Distribution of PfM1AAP and PfM17LAP in the P. falciparum cellular compartments. (A) Flowchart depicting the isolation of P. falciparum parasites from host erythrocytes followed by fractionation of cell compartments. Parasites were isolated by saponin lysis of erythrocytes. Total parasite extracts (TPE) were prepared by freeze–thaw and sonication of the parasites in 10 mM Tris–HCl buffer, pH 7.2. Other samples were triturated four times through a syringe needle and centrifuged to obtain the first cytosolic fraction, C1, and a pellet. The pellet was resuspended in 10 mM Tris–HCl buffer, pH 7.2 and triturated/centrifuged to obtain the second cytosolic fraction, C2, and a pellet.

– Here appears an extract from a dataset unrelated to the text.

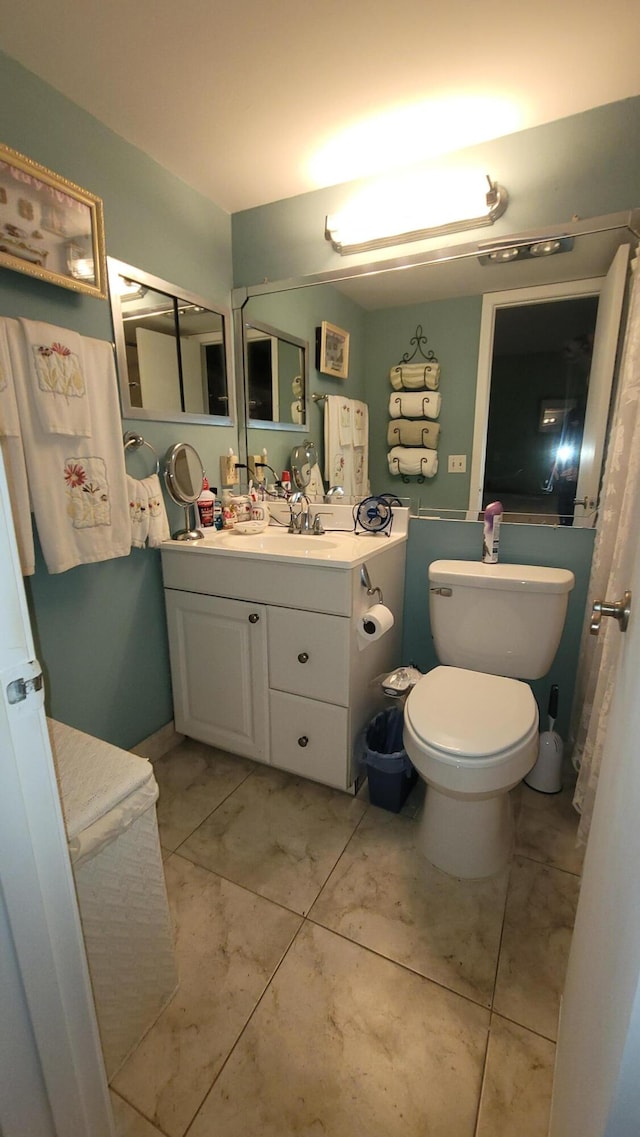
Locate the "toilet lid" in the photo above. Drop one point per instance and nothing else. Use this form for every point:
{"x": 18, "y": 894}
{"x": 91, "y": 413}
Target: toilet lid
{"x": 471, "y": 714}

This pellet was re-suspended in 10 mM Tris–HCl buffer, pH 7.2, and subjected to four rounds of freeze–thaw treatment followed by centrifugation to obtain a soluble vacuolar fraction, V1, and a pellet. The final detergent-soluble vacuolar fraction, V2, was obtained by incubating the pellet in 0.5% Triton X for 30 min on ice. (B) Representative immunoblots of three biological replicates showing the P. falciparum recombinant (rec) PfM1AAP, rec PfM17LAP, total parasite extract (TPE) and cellular fractions (C1, C2, V1 and V2) probed with anti-PfM1AAP (top panel), anti-PfM17LAP (middle panel), and anti-plasmepsin 1 antibodies (lower panel). Chemiluminescent molecular weight standards are shown on the left.